In other words, the market’s “cut hallucination” didn’t just fade—it was effectively swallowed by the data.
Against that backdrop, Wednesday’s CPI isn’t just another update; it is the catalyst that could lock in a hawkish regime shift before Chair Kevin Warsh’s first meeting on June 17!!!
What’s Expected?
The consensus now centers on a headline CPI print that breaks above 4% y/y, a psychological and technical threshold for risk assets and Fed rhetoric alike.

Most surveys point to +0.5% m/m and roughly 4.2% y/y (April was 3.8% y/y, April m/m +0.6%), with some banks/dealers flagging upside risk toward 4.3% depending on how energy items settle inside the collection window.
The Cleveland Fed’s Inflation Nowcasting lines up with the mainstream: about +0.46% m/m and 4.2% y/y for headline, and a cooler ~+0.23% m/m for core (around 2.8–2.9% y/y).
In plain terms: the headline spike is the headline, but the core is the truth test.
Markets should interpret the release as a two-tier signal.
- If headline jumps above 4% but core arrives near +0.2% m/m (or at least clearly below +0.35%), the story stays “energy shock + still-slow shelter disinflation,” and the Fed can frame the outlook as “watchful, not automatic.”
- If core instead prints ≥+0.35% m/m, the narrative becomes: the oil shock is leaking into broader baskets—travel services, logistics, food/freight—and the Fed’s comfort zone collapses.
Impact on sentiment
For equities, the reaction function is asymmetrical, and the base case is fragile.

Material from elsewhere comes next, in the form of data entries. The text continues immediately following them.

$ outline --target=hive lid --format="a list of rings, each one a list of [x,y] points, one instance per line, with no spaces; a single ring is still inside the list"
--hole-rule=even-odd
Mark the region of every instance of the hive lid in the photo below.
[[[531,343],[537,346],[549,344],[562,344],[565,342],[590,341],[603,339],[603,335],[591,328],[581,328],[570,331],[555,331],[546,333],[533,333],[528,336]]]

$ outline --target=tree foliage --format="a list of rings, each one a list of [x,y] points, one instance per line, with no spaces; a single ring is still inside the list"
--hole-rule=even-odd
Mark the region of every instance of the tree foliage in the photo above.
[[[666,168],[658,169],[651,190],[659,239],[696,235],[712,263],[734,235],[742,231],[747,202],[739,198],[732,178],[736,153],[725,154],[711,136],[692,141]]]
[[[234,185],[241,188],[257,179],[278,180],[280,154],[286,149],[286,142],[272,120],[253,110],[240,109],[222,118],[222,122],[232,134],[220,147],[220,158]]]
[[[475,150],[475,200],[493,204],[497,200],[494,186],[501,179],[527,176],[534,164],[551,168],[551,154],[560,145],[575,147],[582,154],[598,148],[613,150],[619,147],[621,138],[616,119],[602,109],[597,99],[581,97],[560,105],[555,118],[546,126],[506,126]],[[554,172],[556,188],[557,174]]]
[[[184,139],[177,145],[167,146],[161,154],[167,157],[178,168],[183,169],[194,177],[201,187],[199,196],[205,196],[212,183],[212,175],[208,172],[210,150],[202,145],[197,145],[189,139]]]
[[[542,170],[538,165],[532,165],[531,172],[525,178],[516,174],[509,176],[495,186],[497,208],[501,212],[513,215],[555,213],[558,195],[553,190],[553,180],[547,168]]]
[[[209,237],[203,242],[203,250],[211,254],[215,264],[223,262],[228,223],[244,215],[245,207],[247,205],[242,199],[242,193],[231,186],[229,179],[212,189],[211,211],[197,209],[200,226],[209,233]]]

Morgan Stanley’s (via JPM scenario framing cited in your sources) mapping is blunt: outcomes where core CPI prints hotter than ~+0.30–0.35% m/m skew toward SPX declines of 0.75% to as much as 2–3%, while a “contained core” near +0.20–0.25% opens room for a +0.75% to +1.25% bounce as rate-hike pricing eases.
The same sources add a longer-run stat worth respecting: once CPI y/y crosses 4%, the S&P 500 has historically averaged a ~4% pullback over 3 months and ~7% over 6 months, which is why traders are treating this release as a regime-check, not routine noise.
Mechanically, a hotter-than-feared print would validate the move already underway: longer yields grinding higher, the 2-year staying firm, and tech/growth bearing the brunt via multiple compression.

A cleaner print—especially if core comes in <+0.20% m/m—doesn’t magically restore the old “two cuts this year” world (that door is basically closed), but it can stop the liquidation and let stocks breathe by pulling the “extra hike” tail-risk back off the table.